Single digits finally getting to him?
Jeb Bush’s campaign slashed hundreds of thousands of dollars in salaries over the last three months as the struggling candidate’s fundraising machine slowed to a more middling pace, new campaign-finance reports indicate.
No longer able to raise unlimited sums with his super PAC, Bush hauled in $13.4 million in the third quarter of the year for his campaign. That’s more than all of his GOP rivals except Ben Carson. But Bush also spent more than many of them, leaving him with about as much money in the bank as Marco Rubio. Ted Cruz has more.
Bush’s campaign once saw its size and staff as its strength. But the newly released campaign-finance reports indicate it could be a liability if fundraising slacks further.
More than 60 Bush staffers might have had their salaries cut or their positions changed to reduce their income, compared with the second quarter of the year when Bush announced his candidacy, the campaign-finance reports show. The campaign did not want to discuss the numbers. But the pay cuts, depending on whether the salaries are divided on a weekly or bi-weekly basis, could have saved the campaign anywhere from $450,000 to nearly $900,000 per quarter, according to a POLITICO analysis of the campaign’s payroll. The cuts have ranged from the small for some staffers ($12 a week) to large reductions for four of the top campaign chiefs who each took a $75,000 pay cut.
The Bush campaign payroll is still huge: nearly $1.7 million this quarter.

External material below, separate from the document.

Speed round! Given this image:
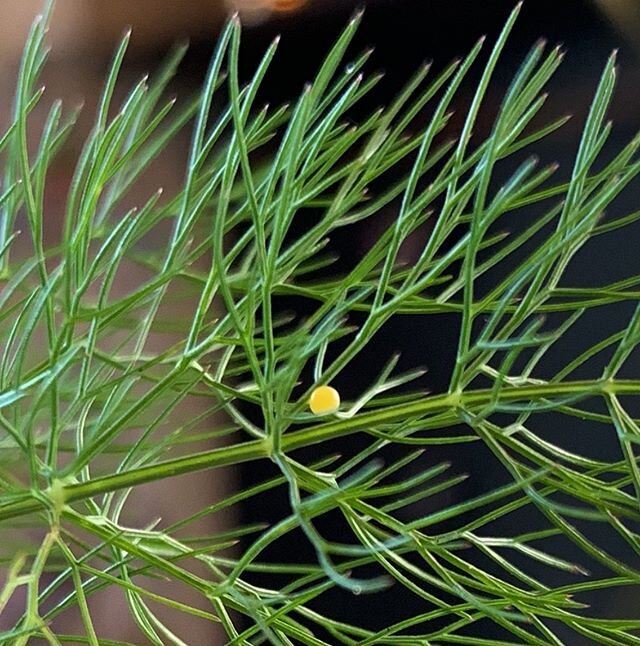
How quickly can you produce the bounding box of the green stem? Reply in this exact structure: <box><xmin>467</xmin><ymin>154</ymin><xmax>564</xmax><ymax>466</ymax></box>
<box><xmin>0</xmin><ymin>380</ymin><xmax>640</xmax><ymax>522</ymax></box>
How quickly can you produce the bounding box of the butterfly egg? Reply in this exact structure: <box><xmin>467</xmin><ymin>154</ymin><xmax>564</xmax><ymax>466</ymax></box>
<box><xmin>309</xmin><ymin>386</ymin><xmax>340</xmax><ymax>415</ymax></box>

It spent as much as $2 million more on various consulting-related services, from fundraising to legal compliance.
Danny Diaz, Bush’s campaign manager, issued a lengthy, data-packed memo Thursday that announced the fundraising numbers and pointed to early state media reports showcasing the strength of the campaign’s ground game: 10 staffers and two offices in Iowa; 12 staffers and one office in New Hampshire; seven staffers and two offices in South Carolina; 8 staffers and two offices in Nevada.

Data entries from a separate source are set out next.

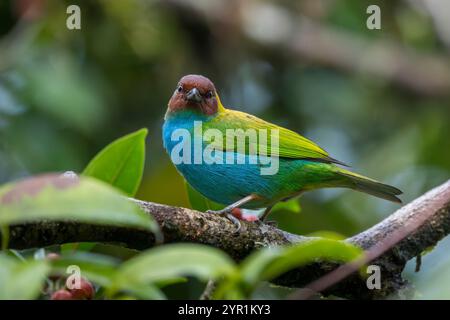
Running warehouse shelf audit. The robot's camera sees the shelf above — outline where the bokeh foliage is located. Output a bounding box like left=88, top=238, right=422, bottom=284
left=0, top=0, right=450, bottom=298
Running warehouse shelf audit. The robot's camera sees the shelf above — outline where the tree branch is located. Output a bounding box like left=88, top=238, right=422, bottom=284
left=4, top=180, right=450, bottom=299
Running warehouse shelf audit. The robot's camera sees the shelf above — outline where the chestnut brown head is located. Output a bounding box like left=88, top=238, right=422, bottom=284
left=168, top=74, right=223, bottom=116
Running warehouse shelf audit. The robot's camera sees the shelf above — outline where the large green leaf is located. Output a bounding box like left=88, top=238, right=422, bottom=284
left=272, top=198, right=302, bottom=213
left=116, top=244, right=235, bottom=289
left=0, top=174, right=158, bottom=232
left=0, top=253, right=50, bottom=300
left=83, top=129, right=147, bottom=197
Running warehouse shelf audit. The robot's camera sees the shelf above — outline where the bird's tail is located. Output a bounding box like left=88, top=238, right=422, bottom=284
left=337, top=168, right=403, bottom=203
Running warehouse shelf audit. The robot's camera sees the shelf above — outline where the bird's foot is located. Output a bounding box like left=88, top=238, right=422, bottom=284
left=257, top=219, right=278, bottom=228
left=206, top=208, right=241, bottom=233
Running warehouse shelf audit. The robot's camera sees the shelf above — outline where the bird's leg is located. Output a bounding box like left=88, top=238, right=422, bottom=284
left=259, top=205, right=273, bottom=221
left=206, top=194, right=258, bottom=232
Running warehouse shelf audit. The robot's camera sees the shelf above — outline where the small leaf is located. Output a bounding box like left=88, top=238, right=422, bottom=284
left=0, top=253, right=50, bottom=300
left=0, top=174, right=158, bottom=232
left=216, top=238, right=362, bottom=298
left=116, top=244, right=235, bottom=289
left=185, top=181, right=225, bottom=212
left=83, top=129, right=147, bottom=197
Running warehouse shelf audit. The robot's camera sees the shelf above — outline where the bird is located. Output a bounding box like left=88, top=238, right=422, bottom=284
left=162, top=74, right=402, bottom=229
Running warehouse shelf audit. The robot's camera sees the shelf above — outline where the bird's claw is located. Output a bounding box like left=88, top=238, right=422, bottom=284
left=206, top=210, right=241, bottom=233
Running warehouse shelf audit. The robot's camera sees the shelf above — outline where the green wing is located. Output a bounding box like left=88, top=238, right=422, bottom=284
left=203, top=109, right=343, bottom=164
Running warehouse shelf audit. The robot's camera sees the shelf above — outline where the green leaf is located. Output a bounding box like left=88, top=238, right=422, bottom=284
left=83, top=129, right=147, bottom=197
left=216, top=239, right=363, bottom=298
left=116, top=244, right=235, bottom=289
left=0, top=174, right=158, bottom=232
left=185, top=181, right=225, bottom=212
left=0, top=253, right=50, bottom=300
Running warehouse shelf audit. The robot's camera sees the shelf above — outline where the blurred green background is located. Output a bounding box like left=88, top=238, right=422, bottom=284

“We have hundreds of volunteers who have already committed they will travel to the early states to turn out the vote for Jeb,” Diaz wrote, boasting of the campaign’s “micro-targeting” efforts to find Bush voters in a “database of approximately 260 million individuals with about 3,000 data points (e.g. hunting interest, magazine subscriptions, online habits, etc.). We also have more than 30,000 tags built off of previous identification efforts and have made hundreds of thousands of calls into early state voters.”